Jordi Barbeta, periodista.
Dice Artur Mas que, empeñada en ganar las elecciones, Convergència se olvidó de cultivar las relaciones con los demás partidos y señala ese error cómo la parte de autocrítica que le corresponde por haber perdido el poder pese a haber logrado lo más difícil. Efectivamente, el secreto del éxito de la Convergència de Pujol ha sido la complicidad transversal entorno al proyecto catalanista. Convergència se ha visto desalojada del poder al romperse las complicidades en el seno del nacionalismo catalán y al mismo tiempo cuajar una convergencia alternativa –el tripartito– aunque de entrada se cimentara sólo en intereses comunes. El escenario político catalán presenta a partir de ahora una disputa entre dos convergencias. La propia del tripartito, que lidera Pasqual Maragall, y la que liderará Artur Mas a partir del domingo. Si la historia se desarrolla igual que en los últimos cien años, triunfará quien sea capaz de erigirse al mismo tiempo en la expresión política de la diversidad y la diferencia catalanas.
A diferencia del esquema de las dos Españas casi siempre irreconciliables que todavía perdura en la piel de toro, en Catalu- nya el paradigma político de referencia en sucesivos contextos históricos ha sido la convergencia política. En periodos democráticos, la hegemonía política en Catalunya la ha ostentado una fuerza transversal agrupada siempre en torno al eje del catalanismo político. Incluso cuando la lucha de clases devino más feroz, la Lliga de Prat y Cambó demostró vocación de transversalidad incorporando a sectores de la izquierda a su proyecto nacional, iniciativa impensable para sus homólogos hispanos de la CEDA. Convergente y transversal fue también Esquerra Republicana en los años treinta, que agrupó desde masones liberales hasta colectivos libertarios.
A partir del restablecimiento de las libertades, dos convergencias se disputaron la hegemonía en Catalunya: la Convergència Democràtica y la Convergència Socialista, entonces ya con mayúsculas. Ambas se constituyeron no tanto como partidos políticos sino como plataformas dispuestas a albergar a toda suerte de colectivos liberales, cristianos y socialistas. Pero mientras la convergencia de Joan Reventós consideró una vez lograda la unidad socialista la conveniencia de convertirse en partido político convencional, Pujol mantuvo a lo largo de su carrera, incluso en contra de algunos de sus colaboradores más próximos, la decidida voluntad de alimentar de forma permanente un movimiento político de amplio espectro ideológico que convergía en la prioridad compartida y en la complicidad que generaba un proyecto de construcción nacional.
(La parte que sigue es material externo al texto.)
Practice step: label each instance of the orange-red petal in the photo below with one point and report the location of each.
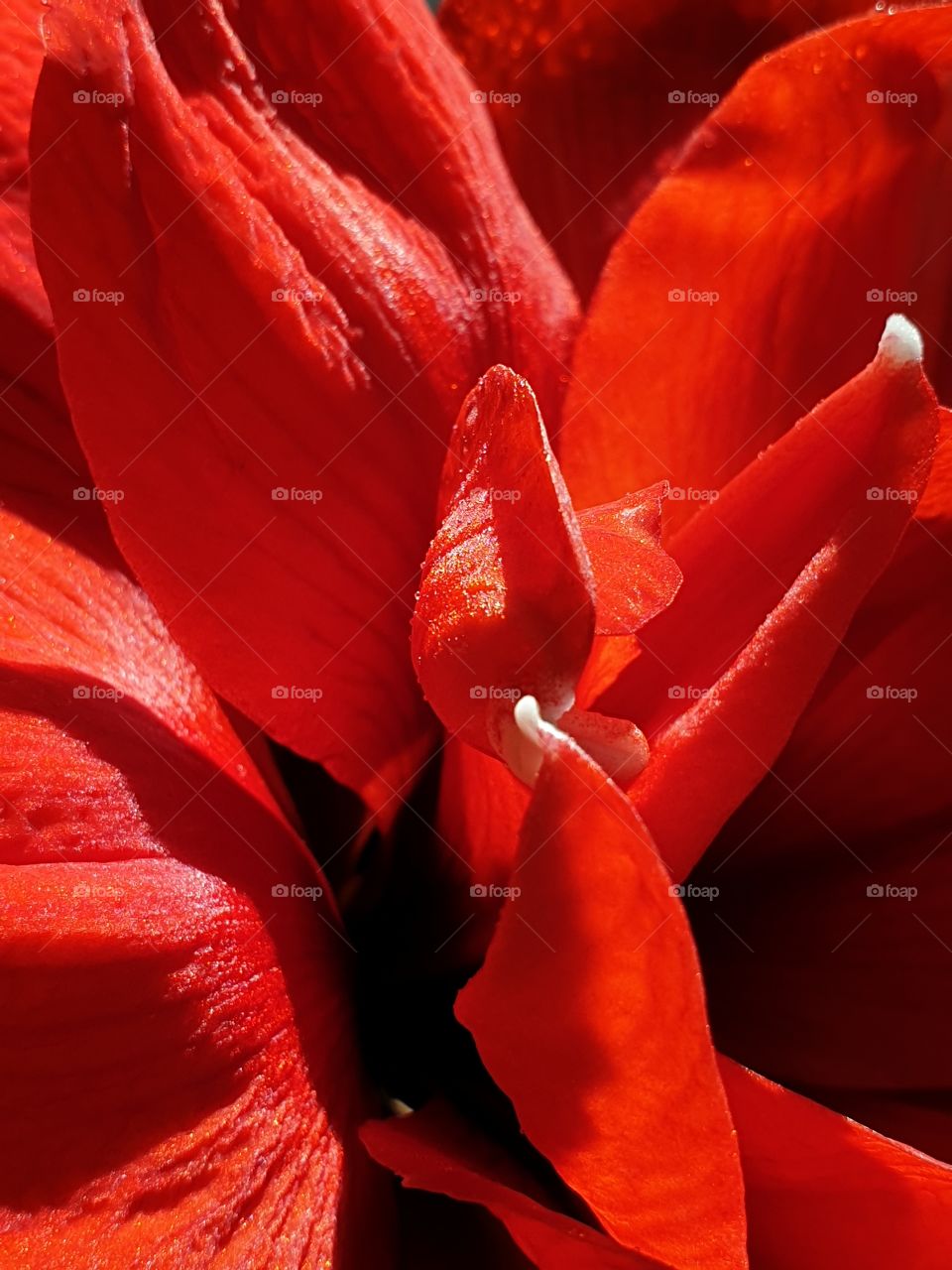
(756, 280)
(589, 1014)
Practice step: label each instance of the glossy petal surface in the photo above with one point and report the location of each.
(756, 280)
(178, 1070)
(589, 1015)
(774, 571)
(264, 352)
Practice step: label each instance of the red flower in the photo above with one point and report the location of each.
(277, 254)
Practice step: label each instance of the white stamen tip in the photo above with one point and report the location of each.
(900, 344)
(529, 719)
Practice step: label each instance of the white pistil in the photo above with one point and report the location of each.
(901, 343)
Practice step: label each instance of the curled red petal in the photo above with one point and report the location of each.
(774, 571)
(592, 102)
(179, 1066)
(824, 1192)
(263, 350)
(506, 606)
(702, 345)
(588, 1012)
(635, 578)
(435, 1150)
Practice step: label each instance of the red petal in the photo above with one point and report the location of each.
(784, 208)
(42, 465)
(182, 1071)
(774, 571)
(823, 970)
(21, 58)
(202, 399)
(635, 579)
(436, 1151)
(826, 1193)
(506, 604)
(607, 93)
(588, 1012)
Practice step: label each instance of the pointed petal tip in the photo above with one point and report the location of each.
(901, 341)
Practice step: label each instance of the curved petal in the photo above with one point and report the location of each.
(21, 58)
(264, 354)
(826, 1193)
(635, 579)
(179, 1066)
(436, 1151)
(588, 1012)
(873, 749)
(44, 470)
(756, 278)
(507, 601)
(593, 100)
(774, 571)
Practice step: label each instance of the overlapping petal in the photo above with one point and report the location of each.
(507, 601)
(438, 1151)
(824, 1192)
(756, 278)
(588, 1012)
(264, 352)
(592, 102)
(178, 1067)
(774, 571)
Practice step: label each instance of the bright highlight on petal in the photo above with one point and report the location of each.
(509, 602)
La apuesta de Pujol fue arriesgada y de entrada le negaron el pan y la sal tanto los sectores más activos del capitalismo autóctono como la izquierda clásica, incluidos los sindicatos. No inspiraba ninguna confianza desde el punto de vista político, pero su empecinamiento resultó recompensado y en 1980 pudo ganar las primeras elecciones al Parlament, aun con una mayoría muy precaria, y hacerse con el poder, por el simple hecho de ser prácticamente la única opción que garantizaba una cierta independencia del poder político catalán.
Con el atractivo y los incentivos que genera el poder por sí mismo, la desconfianza previa se transformó en la complicidad transversal perseguida. A ello contribuye una gestión de gobierno basada en la consigna “sumar y no restar” (o sea de molestar lo menos posible) y en la personalidad de un líder forjado en la resistencia capaz de homologar todo lo que tocaba tanto desde el punto de vista democrático como catalanista. Los burgueses se acercaron a Pujol porque les redimía sin demasiadas contrapartidas y sectores de izquierda o de clara inclinación independentista veían en aquel movimiento la única opción que contrarrestaba las inercias dominantes del statu quo español.
Esa referencia se ha mantenido durante 23 años incluidas las elecciones catalanas del 2003 y después de todo lo que ha llovido está claro que Pasqual Maragall intenta recuperar el espíritu inicial de aquella Convergència Socialista ante la incomprensión de sus propios correligionarios que, anclados en las restricciones mentales del pasado, son incapaces de comprender de qué va la cosa. La hegemonía política en Catalunya requiere diversidad (o apertura ideológica) y credibilidad nacional. Artur Mas lo sabe y es consciente de la dificultad que entraña apostar por la diversidad sin perder credibilidad y viceversa, pero resultaría insólito que cuando la competencia empieza a descubrir el secreto de la convergencia, los que reinventaron la fórmula hace un cuarto de siglo se convirtieran en un simple partido. Ese es su riesgo y su desafío.